Monday, 17 May 2010

Labour Ate My Hamster, say Tories

It is depressing, but far from surprising, to observe the press briefings from our new chancellor on the so-called "scorched earth policy" of the outgoing Labour government. 'There is even less money than we thought' wail the Tories. 'Labour ate my hamster' scream the tabloids. 'The previous government implemented precisely the policies it said it would and all of the spending was established before the election was called' reports no-one at all, unfortunately.

It's a tried and tested opening move for any new administration to exclaim that it has found things far worse than you could imagine. In sales terms it's called expectations management - painting a bleaker picture than you actually see so that you can later claim a great victory. But it also serves to get a few more anti-Labour headlines into the press to counter the dangerous stories that, post-election, Labour is now polling into the 30s and has had its biggest ever jump in membership.

But when one looks at the facts rather than the rhetoric, it's clear that the "fury" of Cameron and Osborne was prepared well in advance, and was based on scoring political points rather than finding any skeletons in closets. Let's look at their list of grievances.

The highest profile one is bonus payments to civil servants and NHS managers. Only it turns out that the bonuses were a few thousand pounds each to a few thousand middle managers, amounting to £15m in total across the entirety of England and Wales. So, you've lost the goodwill of thousands of workers and saved... sod all.
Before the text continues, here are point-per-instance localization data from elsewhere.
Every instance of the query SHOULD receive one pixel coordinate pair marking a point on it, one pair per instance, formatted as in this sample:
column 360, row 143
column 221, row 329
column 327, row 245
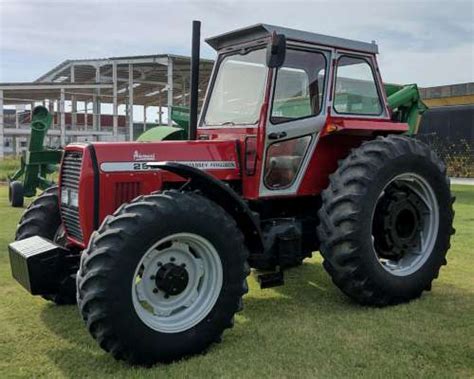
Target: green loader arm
column 406, row 104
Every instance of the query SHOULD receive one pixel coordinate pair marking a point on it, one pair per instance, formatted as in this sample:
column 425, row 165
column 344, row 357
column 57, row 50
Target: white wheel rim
column 415, row 258
column 180, row 312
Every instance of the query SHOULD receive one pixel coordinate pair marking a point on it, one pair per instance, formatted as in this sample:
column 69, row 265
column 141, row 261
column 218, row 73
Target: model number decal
column 143, row 166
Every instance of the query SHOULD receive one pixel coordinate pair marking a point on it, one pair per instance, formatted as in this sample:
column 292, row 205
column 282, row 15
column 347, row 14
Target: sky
column 426, row 42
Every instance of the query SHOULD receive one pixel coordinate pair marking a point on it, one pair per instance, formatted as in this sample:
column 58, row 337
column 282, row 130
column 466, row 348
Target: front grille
column 70, row 174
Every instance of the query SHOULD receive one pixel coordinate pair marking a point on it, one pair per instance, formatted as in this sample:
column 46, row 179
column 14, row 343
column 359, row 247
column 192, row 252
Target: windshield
column 238, row 90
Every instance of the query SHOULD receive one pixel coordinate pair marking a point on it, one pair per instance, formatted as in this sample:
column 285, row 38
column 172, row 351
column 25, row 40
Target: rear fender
column 224, row 196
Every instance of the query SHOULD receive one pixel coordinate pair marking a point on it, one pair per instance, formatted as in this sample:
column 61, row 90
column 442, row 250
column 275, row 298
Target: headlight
column 74, row 199
column 64, row 196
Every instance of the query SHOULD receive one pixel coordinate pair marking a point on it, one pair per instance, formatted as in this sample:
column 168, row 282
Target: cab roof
column 262, row 31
Bravo Gideon.

Then they lay into defence spending - the same people who told Labour their defence spending was too low, now want to cut tens of billions from vital contracts to which we are already committed - and we'd waste ten times the £15 million clawed back from hard working civil servants by contract ending costs alone!

And they're even tagging the "eBorders" project onto this 'scorched earth' narrative, saying that it is running late and over-budget. Really? You mean like, erm, the last government said it was?

Scorched earth? Get over yourselves. Labour brought openness and accountability to the business of government. All the decisions being decried now by the Tories were made publicly and unequivocally by Labour. If this is the sort of spin we are going to get from Dave and Nick's great adventure, then it's certainly nothing more than politics as usual.

Saturday, 15 May 2010

The tragic flaw of Salmond's nationalism

The SNP fought - and lost - the 2010 UK general election on a platform of "More Nats, Less Cuts". I've never been a fan of Alex Salmond, and the linguistic butchery of that phrase gave my dislike of him and his party even greater force. But the message it summarises - that the SNP will "fight for Scotland" - is even more offensive when extracted from its soundbite.

The message, which has been reprised repeatedly by Salmond in response to David Cameron's visit north, and appears to form the bulk of SNP policy for all eventualities, is that when cuts come they should not fall on Scotland. This is ludicrous. It is juvenile. It is beyond reason. It is classic SNP.

What the SNP are saying is that, when cuts in public spending are brought in to tackle our national deficit, as we know they must be, they should be made only to the services of the English, Welsh and Northern Irish. In the face of dwindling tax receipts from all parts of the UK, including Scotland, Salmond wants to take more and more for Scotland and leave less and less for the rest of our countrymen.

This for me is the tragic flaw of Salmond's populist brand of nationalism. By reducing his message down to "fighting for Scotland" he ends up being no more than a greedy beggar. And he paints us in Scotland all as greedy beggars too.

Scots voted overwhelmingly last week to reject Salmond's message, and his failed Scottish Government, and placed their trust in a Labour party which has principles, not self-interest, at its heart. One of the reasons we saw such big swings towards Labour in Scotland is that people know that when times get tough it's far more important to be fair and equitable than to be greedy and isolationist.

Next year we'll have the chance to kick them out of power altogether, and I have no doubt we'll take it. Scotland is not taken in by nationalist protectionism. Scotland has demonstrated that it believes in fairness. With apologies for compounding the sins against grammar: "Less Nats, Thank Goodness".